Pacific Northwest National Laboratory (PNNL), a U.S. Department of Energy (DOE) managed laboratory, is currently working on a material that could allow more renewable energy to be stored within lithium-sulfur batteries, increasing the distance an electric vehicle (EV) could travel on one charge. The material is a powderized nanomaterial called a metal organic framework, which reseachers are currently testing at the Richland, Wash., facility.
Metal organic frameworks (MOFs) are crystal-like compounds made of metal clusters connected to organic molecules, or linkers. Together, the clusters and linkers assemble into porous 3-D structures. MOFs can contain a number of different elements. PNNL researchers chose the transition metal nickel as the central element for this particular MOF because of its strong ability to interact with sulfur.

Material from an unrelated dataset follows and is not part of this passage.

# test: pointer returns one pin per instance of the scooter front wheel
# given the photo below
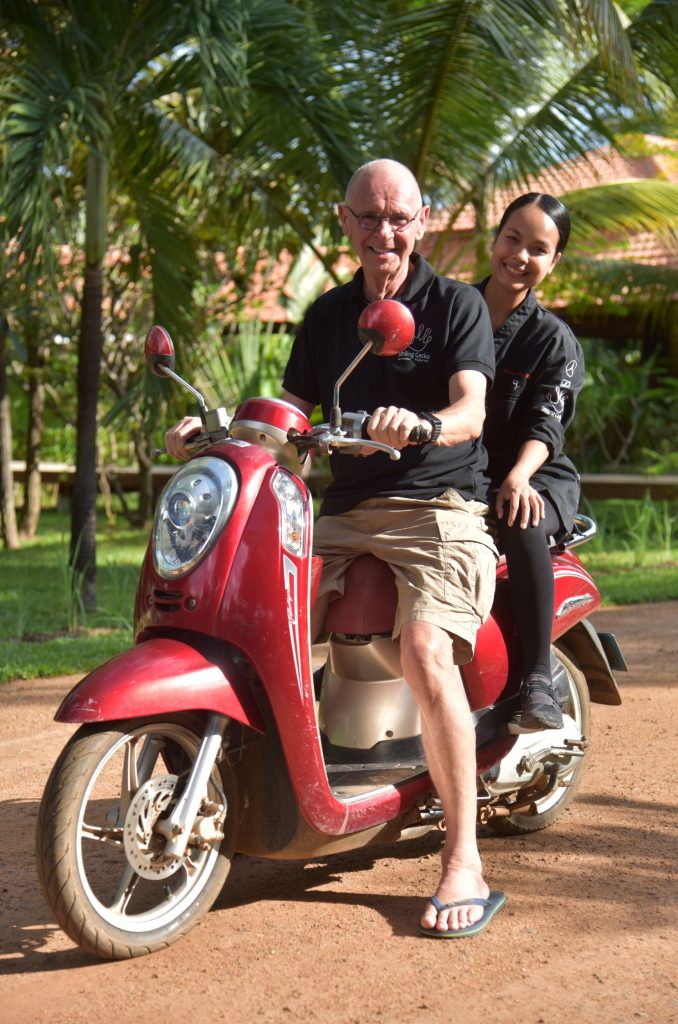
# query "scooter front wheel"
(99, 851)
(548, 808)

"Lithium-sulfur batteries have the potential to power tomorrow's electric vehicles, but they need to last longer after each charge and be able to be repeatedly recharged," said materials chemist Jie Xiao at PNNL. "Our metal organic framework may offer a new way to make that happen."
EVs are typically powered by lithium-ion batteries, which can limit range due to the chemistry the batteries. This results in EV range anxiety, with drivers worrying about how far they can go before needing a charge. Lithium-sulfur battery, which can hold as much as four times more energy per mass than lithium-ion batteries, would enable electric vehicles to drive farther on a single charge, as well as help store more renewable energy. On the down side, lithium-sulfur batteries have a much shorter lifespan because they can't currently be charged as many times as lithium-ion batteries.